The Special Smiles program, initiated in 1993, includes a non-invasive oral exam, brushing and flossing instructions, mouthguard fabrication (at selected sites), provision of oral hygiene products, including toothbrush, toothpaste, and floss, and educational materials. Participating athletes benefit from a referral program designed to link people with special needs with dental professionals who are experienced in providing dental care to patients with mental retardation. Since 1993, over 53,000 athletes have been screened during Special Olympic State Games in 36 States and 2 international sites.

Finally, we must point out that few formal connections exist between public health agencies and educational systems and other agencies that serve people with mild cognitive limitations.

Vision for the Future

The greatest barriers to the improvement in health status for people with mental retardation include stereotypes and negative attitudes among the public, governmental agencies, service providers, and, in some instances, among family members. Until the early 1970s, public policy emphasized the segregation of people with mental retardation from the rest of the population -- first for therapeutic reasons and later for the "protection of society."

While we have overcome many of these barriers, we still have a distance to go before we reach our goal. We believe that the quality of life can be better in the future if we strategically focus our efforts in the following areas:

  • Developing and implementing a surveillance system that specifically targets the health status and needs of people with disabilities, including those with mental retardation and other developmental disabilities.

  • Providing for Public Health surveillance of people with mental retardation to track prevalence, health status, risk behaviors, quality of life, and comorbid conditions. Such a surveillance program is challenging given that the nature of the condition limits the participation of the informant, people with mental retardation may not have ready access to a telephone, and people reluctant to disclose mental retardation.
  • When and where possible, and with measurable objectives, tracking the 10 Leading Health Indicators of Healthy People 2010 specifically for people with mental retardation. The first five indicators are lifestyle indicators: physical activity, overweight and obesity, tobacco use, substance abuse, and responsible sexual behavior. The remaining five are health systems indicators: mental health, injury and violence prevention, environmental quality, immunization, and access to health care.

  • Developing and implementing a balanced community-based health system for the mentally retarded. It should balance health promotion, disease prevention, early detection and universal access to care.

  • Exploring ways in which the federal government can be more responsive to the unique challenges and needs of people with mental retardation.

  • As with other areas of disparity in health, the legal implications of the plight of people with mental retardation needs to be better addressed. We should, therefore, work to protect the legal rights of people with mental retardation.
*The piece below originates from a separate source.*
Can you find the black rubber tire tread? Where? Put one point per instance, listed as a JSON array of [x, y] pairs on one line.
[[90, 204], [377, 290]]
  • The research community should develop a research agenda targeting the problems, needs and opportunities for the mentally retarded. Completion of the human genome project will make it possible to better understand the genetic basis of human development. In addition, it will enable us to better understand the causes that underlie a variety of degenerative and metabolic disorders, including mental retardation.

The theme of the Special Olympics is one that all of us can appreciate -- "Let me win, but even if I don't, let me be brave in my attempt." We are all inspired by the sheer determination and persistence we see in the athletes who participate in the Special Olympics and it is out of that spirit that we must forge ahead toward this vision for the future.

I realize these strategies represent high aims, but we owe it - not only to people with mental retardation but to all Americans - to press forward in a brave attempt to reach them.